From edward yoon <webmas...@udanax.org>
Subject RE: Possible hadoop application
Date Fri, 21 Dec 2007 21:14:53 GMT

>> ...Documents are indexed for searching.
>> query terms for ...

I thought inverted index will be used for your data mining application.
Then, i would recommend a survey of map/reduce. (Hadoop examples are great)

further references : 
Data mining, Document classification/categorization, Social Network Analysis, etc.


B. Regards,

Edward yoon @ NHN, corp.
Home : http://www.udanax.org

> Date: Fri, 21 Dec 2007 10:50:42 -0500
> From: kcorby@pf-cvl.net
> To: hadoop-user@lucene.apache.org
> Subject: Possible hadoop application
> Hello,
> I am just looking into Hadoop for a possible application and was hoping
> to get some feedback about whether it is a good fit and how to structure
> it.
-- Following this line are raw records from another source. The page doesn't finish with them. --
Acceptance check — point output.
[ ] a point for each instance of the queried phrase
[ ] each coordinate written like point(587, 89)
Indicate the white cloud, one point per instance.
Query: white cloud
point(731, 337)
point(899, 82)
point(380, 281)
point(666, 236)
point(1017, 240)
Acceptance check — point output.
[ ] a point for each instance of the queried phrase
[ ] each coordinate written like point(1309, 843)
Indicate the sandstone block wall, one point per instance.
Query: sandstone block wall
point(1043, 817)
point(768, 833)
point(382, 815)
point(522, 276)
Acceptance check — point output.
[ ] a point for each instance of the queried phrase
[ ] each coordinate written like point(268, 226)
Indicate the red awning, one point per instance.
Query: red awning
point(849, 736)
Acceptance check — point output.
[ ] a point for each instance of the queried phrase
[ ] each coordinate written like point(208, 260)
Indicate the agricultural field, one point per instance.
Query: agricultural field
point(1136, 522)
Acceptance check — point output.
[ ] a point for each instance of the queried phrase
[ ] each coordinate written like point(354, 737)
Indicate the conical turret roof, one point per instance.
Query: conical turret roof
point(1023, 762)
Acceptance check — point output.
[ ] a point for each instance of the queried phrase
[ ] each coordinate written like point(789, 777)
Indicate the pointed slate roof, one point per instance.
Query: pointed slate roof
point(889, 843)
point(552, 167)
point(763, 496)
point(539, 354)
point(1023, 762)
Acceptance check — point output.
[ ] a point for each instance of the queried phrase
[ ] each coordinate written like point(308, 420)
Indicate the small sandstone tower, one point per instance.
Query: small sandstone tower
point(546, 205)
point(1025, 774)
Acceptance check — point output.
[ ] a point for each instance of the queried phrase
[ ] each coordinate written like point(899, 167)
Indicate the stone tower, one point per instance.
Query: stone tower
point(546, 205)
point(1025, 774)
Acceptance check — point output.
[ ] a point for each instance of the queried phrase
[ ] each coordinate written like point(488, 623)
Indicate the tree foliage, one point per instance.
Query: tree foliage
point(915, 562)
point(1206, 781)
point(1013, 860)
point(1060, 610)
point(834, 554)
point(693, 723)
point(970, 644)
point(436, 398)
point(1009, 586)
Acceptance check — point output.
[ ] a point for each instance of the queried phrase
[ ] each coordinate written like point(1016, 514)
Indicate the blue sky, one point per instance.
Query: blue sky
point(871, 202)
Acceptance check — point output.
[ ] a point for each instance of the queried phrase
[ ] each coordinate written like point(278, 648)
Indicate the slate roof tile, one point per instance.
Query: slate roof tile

Basically my application works like this:
> 1. Documents arrive, maybe as part of a web crawl or something like that.
> 2. Documents are indexed for searching.
> 3. Documents have special fields extracted and stored, for instance all
> country names might be extracted as a COUNTRY field, dates as a DATE
> field, IP addresses as an IP field, etc.
> 4. Users run queries against the index to find matching documents.
> 5. Users run jobs that process some combination of the extracted field
> values and query terms for a (possibly large) number of documents to
> find patterns, relationships, etc.
> An example of #5 might be:
> Find all business-country relationships that exist in this set of
> document IDs where the previously extracted country name is within 20
> terms of a term matching a query of business names (not previously
> extracted or tagged): (McDonalds OR "Burger King" OR "Taco Bell" OR
> "Wal Mart" ...)
> The output would be something like:
> McDonald's - Mexico => Documents 5, 76, 100
> Wal Mart - Mexico => Documents 5, 22
> Wal Mart - United States => Documents 22, 43, 100, 101
> I work on an existing application that functions similarly to this. We
> are currently using Lucene for the search index and it functions fairly
> well, but it is difficult to scale #5 to a large number of users or
> documents and have it run in a reasonably responsive way.
> It seems that Hadoop might be a nice fit for this in a few places:
> 1) Indexing
> 2) Extraction of field values
> 3) Running of jobs to process field values / query terms
> I am especially interested in #3, but I'm not quite sure how it would
> work. How would the extracted values be stored for quick lookup by
> document ID and processing? Given that hadoop is read only, would I be
> forced to have many small files as new documents are added and
> processed, or can the new extractions be somehow combined with the old
> ones on the distributed file system?
> And would it be possible to use hadoop to dig the matching query terms
> out of the documents, since that can also be slow?
> Thanks for any feedback.
> - Kevin